ExplainableBoostingClassifier#

Link to Algorithm description: EBM

Greediness and smoothing in the EBM training algorithm were enabled by default in release v0.5.1 on Feb 8, 2024. Greediness and smoothing can improve accuracy but may change the learned feature function graphs compared to those learned using the earlier pure round-robin (cyclic boosting) algorithm without smoothing. To train EBMs similar to the defaults in v0.5.0 and earlier, set the greedy_ratio parameter to 0.

class interpret.glassbox.ExplainableBoostingClassifier(feature_names=None, feature_types=None, max_bins=1024, max_interaction_bins=64, interactions=0.9, exclude=None, validation_size=0.15, outer_bags=14, inner_bags=0, learning_rate=0.015, greedy_ratio=10.0, cyclic_progress=False, smoothing_rounds=75, interaction_smoothing_rounds=75, max_rounds=25000, early_stopping_rounds=100, early_stopping_tolerance=1e-05, min_samples_leaf=4, min_hessian=0.0001, reg_alpha=0.0, reg_lambda=0.0, max_delta_step=0.0, max_leaves=3, monotone_constraints=None, objective='log_loss', n_jobs=- 2, random_state=42)#

An Explainable Boosting Classifier.

Parameters:
  • feature_names (list of str, default=None) – List of feature names.

  • feature_types (list of FeatureType, default=None) –

    List of feature types. FeatureType can be:

    • ’auto’: Auto-detect

    • ’quantile’: Continuous with equal density bins

    • ’rounded_quantile’: Continuous with quantile bins, but the cut values are rounded when possible

    • ’uniform’: Continuous with equal width bins

    • ’winsorized’: Continuous with equal width bins, but the leftmost and rightmost cut are chosen by quantiles

    • ’continuous’: Use the default binning for continuous features, which is ‘quantile’ currently

    • [List of float]: Continuous with specified cut values. Eg: [5.5, 8.75]

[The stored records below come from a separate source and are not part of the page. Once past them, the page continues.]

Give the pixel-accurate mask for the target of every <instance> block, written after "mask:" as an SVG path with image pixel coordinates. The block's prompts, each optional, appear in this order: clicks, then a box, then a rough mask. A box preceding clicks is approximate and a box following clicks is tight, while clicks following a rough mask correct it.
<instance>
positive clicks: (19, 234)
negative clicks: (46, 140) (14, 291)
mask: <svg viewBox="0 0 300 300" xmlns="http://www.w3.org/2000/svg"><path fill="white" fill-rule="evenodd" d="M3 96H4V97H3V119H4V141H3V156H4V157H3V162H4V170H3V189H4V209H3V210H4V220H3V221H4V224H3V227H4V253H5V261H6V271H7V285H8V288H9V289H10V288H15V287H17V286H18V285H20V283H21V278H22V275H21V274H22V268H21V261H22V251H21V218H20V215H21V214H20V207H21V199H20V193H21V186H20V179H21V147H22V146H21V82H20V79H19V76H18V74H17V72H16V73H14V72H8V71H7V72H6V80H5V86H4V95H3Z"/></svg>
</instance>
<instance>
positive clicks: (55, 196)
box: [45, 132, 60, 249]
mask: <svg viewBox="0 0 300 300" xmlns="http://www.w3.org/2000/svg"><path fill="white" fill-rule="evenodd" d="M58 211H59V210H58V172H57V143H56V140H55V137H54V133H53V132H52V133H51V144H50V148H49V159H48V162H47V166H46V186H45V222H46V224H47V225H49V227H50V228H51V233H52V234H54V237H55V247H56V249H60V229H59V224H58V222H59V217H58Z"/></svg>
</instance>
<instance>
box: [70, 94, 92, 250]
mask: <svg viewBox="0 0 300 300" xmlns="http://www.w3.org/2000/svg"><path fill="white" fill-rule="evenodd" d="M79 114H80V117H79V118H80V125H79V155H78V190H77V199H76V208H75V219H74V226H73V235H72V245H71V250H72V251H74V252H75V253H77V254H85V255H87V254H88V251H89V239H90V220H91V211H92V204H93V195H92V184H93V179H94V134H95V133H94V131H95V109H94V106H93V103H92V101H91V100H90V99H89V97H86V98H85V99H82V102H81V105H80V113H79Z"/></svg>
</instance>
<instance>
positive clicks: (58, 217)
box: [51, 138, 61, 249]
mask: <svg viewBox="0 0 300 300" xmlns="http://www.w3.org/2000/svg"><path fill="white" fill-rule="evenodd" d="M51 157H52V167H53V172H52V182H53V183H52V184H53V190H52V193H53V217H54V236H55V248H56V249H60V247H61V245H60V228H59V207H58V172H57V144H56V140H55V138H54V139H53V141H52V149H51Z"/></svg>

    • [List of str]: Ordinal categorical where the order has meaning. Eg: [“low”, “medium”, “high”]

    • ’nominal’: Categorical where the order has no meaning. Eg: country names

  • max_bins (int, default=1024) – Max number of bins per feature for the main effects stage.

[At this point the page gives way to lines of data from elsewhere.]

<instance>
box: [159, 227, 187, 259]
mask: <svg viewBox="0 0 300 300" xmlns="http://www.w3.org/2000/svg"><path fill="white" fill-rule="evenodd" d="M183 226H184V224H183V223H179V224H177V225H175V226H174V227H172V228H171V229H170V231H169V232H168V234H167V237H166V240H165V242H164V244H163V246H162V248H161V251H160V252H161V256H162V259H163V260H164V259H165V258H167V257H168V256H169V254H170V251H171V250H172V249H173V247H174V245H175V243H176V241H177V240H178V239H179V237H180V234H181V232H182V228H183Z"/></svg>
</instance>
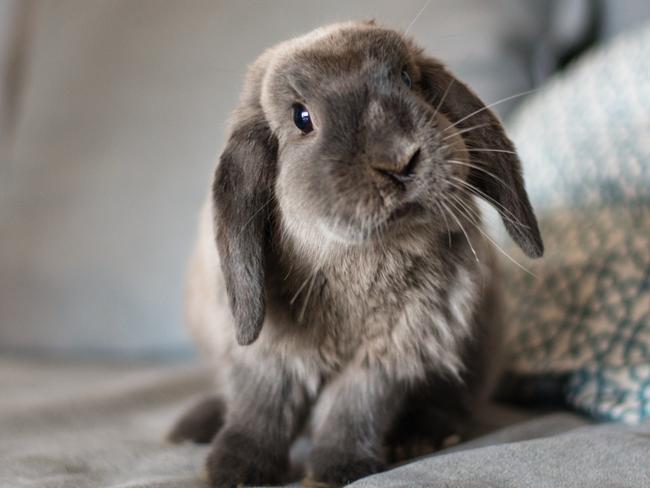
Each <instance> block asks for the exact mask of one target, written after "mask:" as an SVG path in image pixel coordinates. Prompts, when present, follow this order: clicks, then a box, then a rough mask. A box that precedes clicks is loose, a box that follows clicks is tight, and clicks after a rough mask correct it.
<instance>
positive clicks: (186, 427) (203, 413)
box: [167, 397, 225, 444]
mask: <svg viewBox="0 0 650 488" xmlns="http://www.w3.org/2000/svg"><path fill="white" fill-rule="evenodd" d="M224 412H225V405H224V403H223V400H222V399H221V398H219V397H207V398H203V399H201V400H200V401H199V402H197V403H195V404H194V405H192V407H191V408H190V409H189V410H187V411H186V412H185V413H184V414H183V415H182V416H181V417H180V418H179V419H178V420H177V421H176V424H174V427H173V428H172V430H171V432H170V433H169V434H168V435H167V440H169V441H170V442H173V443H174V444H177V443H180V442H185V441H191V442H196V443H198V444H207V443H208V442H210V441H211V440H212V439H213V438H214V436H215V435H216V434H217V432H219V429H220V428H221V426H222V425H223V417H224Z"/></svg>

  • max_interaction_bins (int, default=64) – Max number of bins per feature for interaction terms.

  • interactions (int, float, or list of tuples of feature indices, default=0.9) –

    Interaction terms to be included in the model. Options are:

    • Integer (1 <= interactions): Count of interactions to be automatically selected

    • Percentage (interactions < 1.0): Determine the integer count of interactions by multiplying the number of features by this percentage

    • List of tuples: The tuples contain the indices of the features within each additive term. In addition to pairs, the interactions parameter accepts higher order interactions. It also accepts univariate terms which will cause the algorithm to boost the main terms at the same time as the interactions. When boosting mains at the same time as interactions, the exclude parameter should be set to ‘mains’ and currently max_bins needs to be equal to max_interaction_bins.

  • exclude ('mains' or list of tuples of feature indices|names, default=None) – Features or terms to be excluded.

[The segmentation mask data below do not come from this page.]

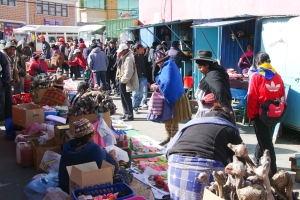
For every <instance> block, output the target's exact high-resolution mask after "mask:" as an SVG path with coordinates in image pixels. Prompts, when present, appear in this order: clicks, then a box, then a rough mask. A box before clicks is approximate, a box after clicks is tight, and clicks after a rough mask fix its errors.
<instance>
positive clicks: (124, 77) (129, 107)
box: [117, 44, 139, 121]
mask: <svg viewBox="0 0 300 200" xmlns="http://www.w3.org/2000/svg"><path fill="white" fill-rule="evenodd" d="M117 53H118V54H119V55H118V57H120V59H121V61H122V65H121V67H120V68H118V70H117V77H118V78H119V80H120V81H119V91H120V96H121V102H122V107H123V112H124V114H123V116H122V119H123V120H124V121H132V120H133V119H134V116H133V109H132V101H131V98H130V92H132V91H135V90H137V89H138V88H139V80H138V75H137V72H136V66H135V63H134V56H133V53H132V51H131V50H130V49H129V48H128V46H127V45H126V44H121V45H120V46H119V48H118V50H117Z"/></svg>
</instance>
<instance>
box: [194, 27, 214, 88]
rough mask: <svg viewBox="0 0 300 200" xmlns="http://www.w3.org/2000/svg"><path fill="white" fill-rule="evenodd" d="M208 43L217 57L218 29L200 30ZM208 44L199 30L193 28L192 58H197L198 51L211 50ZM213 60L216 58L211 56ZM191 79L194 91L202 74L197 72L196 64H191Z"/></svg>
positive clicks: (201, 75) (195, 63)
mask: <svg viewBox="0 0 300 200" xmlns="http://www.w3.org/2000/svg"><path fill="white" fill-rule="evenodd" d="M202 31H203V32H204V34H205V36H206V38H207V40H208V42H209V43H210V45H211V47H212V50H213V51H214V52H215V54H216V55H217V57H219V53H220V52H219V28H217V27H216V28H202ZM208 42H207V41H206V39H205V38H204V36H203V34H202V32H201V29H200V28H193V49H194V52H193V57H196V56H197V51H198V50H210V51H212V50H211V47H210V46H209V44H208ZM213 59H216V57H215V56H214V55H213ZM192 68H193V79H194V90H195V89H196V88H197V87H198V84H199V82H200V80H201V78H202V73H201V72H199V71H198V68H197V66H196V63H195V62H193V67H192Z"/></svg>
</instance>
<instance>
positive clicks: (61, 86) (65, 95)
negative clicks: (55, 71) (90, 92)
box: [41, 75, 70, 106]
mask: <svg viewBox="0 0 300 200" xmlns="http://www.w3.org/2000/svg"><path fill="white" fill-rule="evenodd" d="M52 80H53V86H52V87H50V88H47V90H46V91H45V92H44V94H43V96H42V99H41V104H42V105H48V106H69V105H70V104H69V101H68V98H67V95H66V94H65V93H64V92H63V90H64V80H65V76H63V75H54V77H53V78H52Z"/></svg>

  • validation_size (int or float, default=0.15) –

    Validation set size. Used for early stopping during boosting, and is needed to create outer bags.

    • Integer (1 <= validation_size): Count of samples to put in the validation sets

    • Percentage (validation_size < 1.0): Percentage of the data to put in the validation sets

    • 0: Turns off early stopping. Outer bags have no utility. Error bounds will be eliminated

  • outer_bags (int, default=14) – Number of outer bags. Outer bags are used to generate error bounds and help with smoothing the graphs.

  • inner_bags (int, default=0) – Number of inner bags. 0 turns off inner bagging.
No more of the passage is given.